• Coming to the realization that your child is not good at sports can be hard for many parents to accept.  I was reminded of that this past Saturday night as I attended my 12 year-old son’s basketball game.  He’s in an after-school league and has been talking about this game for the past three weeks.  He was so excited that he even invited his grandparents and anyone else who was willing to attend.  He practices quite often on his own time, but to me, he never seemed to be a good athlete.  Actually, he ‘s pretty clumsy and isn’t good at most sports but that never stopped him from trying.  How he made the team I’ll never know, but he was so proud of it that I was happy to support him.

    There we were, our whole family plus a few other relatives , in attendance, and I kept waiting for my son to get in the game.  He told me that he wasn’t a starter but I figured he would at least get some play time.  As the game went on, I started  to feel embarrassed.  Not only was he not in the game but he was the only kid on the bench cheering at the top of his lungs and getting up to greet all the players during every time out.  He rushed to bring his teammates water and towels as I sunk in my seat in the hopes that no one would see me or try to make eye contact.  I know that sounds bad but the realization that your child isn’t good is sometimes hard to take.  Not that I was the best athlete but I had competed in sports at the college-level and was relatively coordinated.  It turns out that my kid was the water-boy, towel-boy, bench warmer and cheerleader all in one.  But sports was definitely not his thing. He was the guy jocks would usually laugh about, the one people made movies about and pretty much the butt of most athletic jokes.  Yes, this was my son.  None the less, he was happy in his world.  He was high-fiving everyone, patting players on the back and trying to motivate everyone, including the audience, even when his team was down by 20 points. Imagine that!  They were down by that much and they still didn’t want to put him in. That should give you an idea of how bad he really was.

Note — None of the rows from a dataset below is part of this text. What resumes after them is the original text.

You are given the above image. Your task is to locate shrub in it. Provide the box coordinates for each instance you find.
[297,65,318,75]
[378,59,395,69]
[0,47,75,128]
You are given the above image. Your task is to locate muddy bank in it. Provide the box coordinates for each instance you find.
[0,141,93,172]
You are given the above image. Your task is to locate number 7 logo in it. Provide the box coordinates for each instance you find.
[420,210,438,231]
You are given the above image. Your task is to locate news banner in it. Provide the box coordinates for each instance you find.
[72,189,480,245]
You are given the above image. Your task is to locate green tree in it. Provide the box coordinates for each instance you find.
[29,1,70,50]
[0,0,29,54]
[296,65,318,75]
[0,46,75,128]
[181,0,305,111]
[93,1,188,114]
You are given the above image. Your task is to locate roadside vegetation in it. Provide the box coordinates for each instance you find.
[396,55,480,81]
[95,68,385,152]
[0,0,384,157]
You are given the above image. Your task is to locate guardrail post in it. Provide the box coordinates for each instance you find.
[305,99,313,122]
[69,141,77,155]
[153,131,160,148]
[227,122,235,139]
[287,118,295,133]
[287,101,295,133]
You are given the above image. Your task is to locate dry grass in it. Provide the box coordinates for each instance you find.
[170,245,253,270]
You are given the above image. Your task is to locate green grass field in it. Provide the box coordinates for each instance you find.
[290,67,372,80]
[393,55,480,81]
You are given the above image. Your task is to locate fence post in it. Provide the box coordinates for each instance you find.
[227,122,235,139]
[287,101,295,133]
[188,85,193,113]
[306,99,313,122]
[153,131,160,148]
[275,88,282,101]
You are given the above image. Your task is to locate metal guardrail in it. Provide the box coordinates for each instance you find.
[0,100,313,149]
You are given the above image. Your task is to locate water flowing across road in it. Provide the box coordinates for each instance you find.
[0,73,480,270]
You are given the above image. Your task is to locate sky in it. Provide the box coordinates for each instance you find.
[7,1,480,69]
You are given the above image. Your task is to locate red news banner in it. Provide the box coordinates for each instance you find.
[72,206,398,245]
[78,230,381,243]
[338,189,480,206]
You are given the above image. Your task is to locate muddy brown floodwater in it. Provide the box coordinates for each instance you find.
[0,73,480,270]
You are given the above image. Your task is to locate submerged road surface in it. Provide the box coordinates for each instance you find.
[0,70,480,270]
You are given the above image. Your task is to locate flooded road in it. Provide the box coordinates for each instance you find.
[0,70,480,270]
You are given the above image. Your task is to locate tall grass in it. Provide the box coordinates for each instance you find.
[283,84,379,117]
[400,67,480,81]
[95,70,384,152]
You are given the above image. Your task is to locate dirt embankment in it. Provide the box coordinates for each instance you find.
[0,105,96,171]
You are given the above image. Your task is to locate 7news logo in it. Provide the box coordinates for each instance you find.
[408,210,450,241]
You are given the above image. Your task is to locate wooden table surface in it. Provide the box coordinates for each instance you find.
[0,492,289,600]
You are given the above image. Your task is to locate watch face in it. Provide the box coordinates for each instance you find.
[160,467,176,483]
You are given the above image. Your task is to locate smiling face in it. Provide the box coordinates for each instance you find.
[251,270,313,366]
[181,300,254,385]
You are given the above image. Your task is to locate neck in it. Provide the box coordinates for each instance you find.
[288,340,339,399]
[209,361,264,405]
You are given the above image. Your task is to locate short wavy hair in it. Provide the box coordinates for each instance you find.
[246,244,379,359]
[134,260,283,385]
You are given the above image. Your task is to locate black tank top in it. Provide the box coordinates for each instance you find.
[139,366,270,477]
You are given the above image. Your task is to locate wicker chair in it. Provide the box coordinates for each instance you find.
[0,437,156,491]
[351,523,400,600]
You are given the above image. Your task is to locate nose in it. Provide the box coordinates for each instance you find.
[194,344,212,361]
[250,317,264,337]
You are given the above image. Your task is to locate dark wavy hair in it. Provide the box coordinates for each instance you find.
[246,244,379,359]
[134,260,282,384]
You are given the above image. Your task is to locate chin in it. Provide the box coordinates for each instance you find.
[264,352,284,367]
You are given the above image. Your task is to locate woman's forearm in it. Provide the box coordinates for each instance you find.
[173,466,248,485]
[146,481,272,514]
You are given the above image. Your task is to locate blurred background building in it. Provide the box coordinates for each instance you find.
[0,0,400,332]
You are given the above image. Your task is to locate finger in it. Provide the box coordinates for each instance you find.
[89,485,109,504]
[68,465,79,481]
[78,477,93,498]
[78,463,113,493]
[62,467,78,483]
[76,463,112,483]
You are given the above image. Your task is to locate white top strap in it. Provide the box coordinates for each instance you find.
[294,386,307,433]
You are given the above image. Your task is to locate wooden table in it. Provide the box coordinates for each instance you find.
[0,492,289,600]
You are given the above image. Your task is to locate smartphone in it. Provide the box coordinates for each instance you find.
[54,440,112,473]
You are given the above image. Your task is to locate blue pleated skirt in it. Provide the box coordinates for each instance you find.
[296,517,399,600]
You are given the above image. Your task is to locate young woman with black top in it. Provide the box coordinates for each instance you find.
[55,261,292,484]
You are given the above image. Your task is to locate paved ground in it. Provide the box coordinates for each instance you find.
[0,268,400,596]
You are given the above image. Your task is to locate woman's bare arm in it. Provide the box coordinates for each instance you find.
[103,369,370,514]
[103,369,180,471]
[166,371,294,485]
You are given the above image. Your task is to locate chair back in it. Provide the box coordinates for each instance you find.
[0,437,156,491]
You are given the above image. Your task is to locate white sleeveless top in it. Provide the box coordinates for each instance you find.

    Somehow, being at the game that day really opened my eyes.  Watching him jump up and down with a huge smile on his face, I realized that he was happy! But why wasn’t I?  I realized that it was my ego and expectations that were the problem. If he’s happy then that’s all that should matter.  It’s sad because I hate when people tell me what they think I need and what would make me happy in my life.  Things like a new car, a new phone, a new TV, etc.  If I’m happy with what I have then who cares?  I know what I like and perhaps I choose to be “old school” because that’s what makes me happy.  Maybe I prefer to ride my bike, not be bothered with a phone and am happy with a small TV?  Only when someone tries to point out what you’re missing and inserts their opinion about what you should have or do, do you feel like maybe you’re missing something.  So, our goals and expectations of how things should be are exactly that.  Ours! Not anyone else’s.  There’s no reason to inflict them on others simply because that may not be what they want.  Not only was I proud of him as he is, but I learned to appreciate his role, his efforts and what he contributes to his team.  If he’s happy with what he’s doing, then my job is to support and encourage him.  Everyone has a role and his tenacity in pursuing happiness is my new guide in measuring success!